Mohamed Khoutir Ziti

Personal information
- Date of birth: April 19, 1990 (age 35)
- Place of birth: Sétif, Algeria
- Height: 1.83 m (6 ft 0 in)
- Position: Right-back

Youth career
- 2005–2009: ES Sétif

Senior career*
- Years: Team / Apps / (Gls)
- 2009–2011: JS Kabylie / 23 / (1)
- 2011–2012: CS Constantine / 20 / (2)
- 2012–2014: ES Sétif / 52 / (4)
- 2014–2016: JS Kabylie / 52 / (2)
- 2016–2018: ES Sétif / 46 / (3)
- 2018–2019: CA Bordj Bou Arréridj / 22 / (0)
- 2019–2020: CR Belouizdad / 9 / (0)
- 2020–2021: Al-Nasr SC
- 2021–2024: ES Sétif / 44 / (1)

International career^{‡}
- 2010–2011: Algeria U23 / 17 / (2)
- 2015–: Algeria / 3 / (0)

= Mohamed Khoutir Ziti =

Algerian footballer (born 1990)

Mohamed Khoutir Ziti (محمد خثير زيتي; born April 19, 1990) is an Algerian professional football player who plays as a right-back.

==Club career==
Ziti was born in Sétif. In July 2009, he joined JS Kabylie on a free transfer from, signing a two-year contract with the club.
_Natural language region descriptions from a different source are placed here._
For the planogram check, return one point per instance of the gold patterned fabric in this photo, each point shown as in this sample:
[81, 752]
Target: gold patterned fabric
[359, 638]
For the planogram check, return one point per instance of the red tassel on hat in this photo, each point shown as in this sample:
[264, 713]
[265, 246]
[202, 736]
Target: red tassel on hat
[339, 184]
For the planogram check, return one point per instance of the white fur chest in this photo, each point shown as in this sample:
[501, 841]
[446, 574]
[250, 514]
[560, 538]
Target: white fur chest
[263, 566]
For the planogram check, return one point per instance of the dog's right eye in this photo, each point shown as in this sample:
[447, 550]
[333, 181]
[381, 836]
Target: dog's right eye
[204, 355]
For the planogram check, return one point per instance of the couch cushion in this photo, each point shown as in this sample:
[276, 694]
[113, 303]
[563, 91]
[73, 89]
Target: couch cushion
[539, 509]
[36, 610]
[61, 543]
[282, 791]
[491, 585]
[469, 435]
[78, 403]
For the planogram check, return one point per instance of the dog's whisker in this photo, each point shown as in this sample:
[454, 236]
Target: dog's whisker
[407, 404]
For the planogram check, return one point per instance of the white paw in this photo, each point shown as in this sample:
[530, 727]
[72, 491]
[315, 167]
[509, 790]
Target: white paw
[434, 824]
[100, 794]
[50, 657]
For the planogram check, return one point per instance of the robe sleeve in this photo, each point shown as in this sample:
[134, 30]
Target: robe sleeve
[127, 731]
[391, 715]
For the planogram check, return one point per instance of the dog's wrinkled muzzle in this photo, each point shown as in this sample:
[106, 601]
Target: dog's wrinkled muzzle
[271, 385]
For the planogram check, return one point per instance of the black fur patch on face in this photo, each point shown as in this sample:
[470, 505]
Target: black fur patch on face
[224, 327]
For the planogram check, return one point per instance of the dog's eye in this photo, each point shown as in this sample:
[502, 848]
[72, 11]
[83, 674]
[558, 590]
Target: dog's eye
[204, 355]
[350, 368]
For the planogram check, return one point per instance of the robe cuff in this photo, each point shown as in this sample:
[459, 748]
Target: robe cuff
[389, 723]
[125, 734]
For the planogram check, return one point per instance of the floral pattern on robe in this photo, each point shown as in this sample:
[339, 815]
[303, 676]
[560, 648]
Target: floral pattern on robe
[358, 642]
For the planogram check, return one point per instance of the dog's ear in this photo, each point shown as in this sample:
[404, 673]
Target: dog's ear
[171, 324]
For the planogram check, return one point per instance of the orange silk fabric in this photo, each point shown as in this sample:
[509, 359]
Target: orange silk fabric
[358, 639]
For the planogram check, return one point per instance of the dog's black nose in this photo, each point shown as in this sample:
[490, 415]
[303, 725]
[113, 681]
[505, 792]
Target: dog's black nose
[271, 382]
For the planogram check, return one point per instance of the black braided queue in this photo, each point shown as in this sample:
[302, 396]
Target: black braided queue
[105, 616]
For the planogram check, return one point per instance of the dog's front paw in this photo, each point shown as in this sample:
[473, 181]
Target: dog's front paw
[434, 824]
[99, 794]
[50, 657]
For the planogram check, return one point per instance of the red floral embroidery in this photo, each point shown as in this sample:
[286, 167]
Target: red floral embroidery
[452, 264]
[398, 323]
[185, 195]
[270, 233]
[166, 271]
In the 2009–10 season, the first with the club, he made 11 appearances, scoring one goal.

In August 2010, Ziti scored JS Kabylie's only goal in a 1–0 win over Egyptian club Al-Ahly in the group stage of the 2010 CAF Champions League.

==International career==
In May 2010, Ziti was called up to the Algerian Under-23 National Team for a training camp in Italy. In November 2011, he was selected as part of Algeria's squad for the 2011 CAF U-23 Championship in Morocco.